In the event of the loss of an entire Azure region, the customer is responsible for rebuilding their customer-managed virtual network in a new region and creating a new VNet peering.
-
Secure access via the public management IP address:
Secure the access to the management interfaces by assigned public IP addresses and allow outbound connectivity to the Internet.
Limitations
- Certificate bundle is only supported for certificates of type PEM. For other bundle types, it is recommended to install the root and intermediate certificates and linking them to the server certificate.
- Load balancing with a RADIUS server is not supported.
- RADIUS authentication is impacted for a few minutes if the connector serving the RADIUS request goes down. The user must reauthenticate in this case.
-
DNS tunneling is not supported. Static records must be added on NetScaler for the FQDNs used in authentication policies/profiles (LDAP/RADIUS) for authentication servers in the customer’s on-premises data center.
For details on adding DNS static records, see Create address records for a domain name.

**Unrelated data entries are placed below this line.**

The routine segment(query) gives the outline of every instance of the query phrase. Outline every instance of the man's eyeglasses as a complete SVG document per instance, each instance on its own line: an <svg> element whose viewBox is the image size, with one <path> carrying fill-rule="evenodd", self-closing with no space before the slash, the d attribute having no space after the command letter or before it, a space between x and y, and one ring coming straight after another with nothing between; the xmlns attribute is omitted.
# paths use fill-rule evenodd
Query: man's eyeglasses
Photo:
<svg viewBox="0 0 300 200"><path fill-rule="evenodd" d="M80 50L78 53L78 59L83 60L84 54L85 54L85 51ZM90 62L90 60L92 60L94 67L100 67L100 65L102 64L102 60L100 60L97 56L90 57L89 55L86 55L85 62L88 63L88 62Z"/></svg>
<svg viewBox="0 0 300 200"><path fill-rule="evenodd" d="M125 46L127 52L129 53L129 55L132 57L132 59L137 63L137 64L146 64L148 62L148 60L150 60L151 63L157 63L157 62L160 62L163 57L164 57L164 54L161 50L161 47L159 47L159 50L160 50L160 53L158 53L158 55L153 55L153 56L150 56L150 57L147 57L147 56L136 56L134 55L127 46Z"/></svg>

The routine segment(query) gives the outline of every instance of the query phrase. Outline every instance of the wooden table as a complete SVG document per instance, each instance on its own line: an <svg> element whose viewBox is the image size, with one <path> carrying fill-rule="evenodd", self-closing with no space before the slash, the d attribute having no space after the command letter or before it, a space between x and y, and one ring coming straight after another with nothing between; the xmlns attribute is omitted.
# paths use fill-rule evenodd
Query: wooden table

- Test Network connectivity in the LDAP profile might show an incorrect result as “Server is reachable” even if the connectivity to the LDAP server is not established. Error messages such as “port is not open”, or “server is not LDAP” might be displayed to indicate the failure. In this scenario, it is recommended that you collect the traces and troubleshoot further.
- For EPA scans to work on macOS, you must bind the default ECC curves to the authentication and authorization virtual server by selecting the ECC Curve option as ALL.
Service quality
Adaptive Authentication is a high availability (active-standby) service.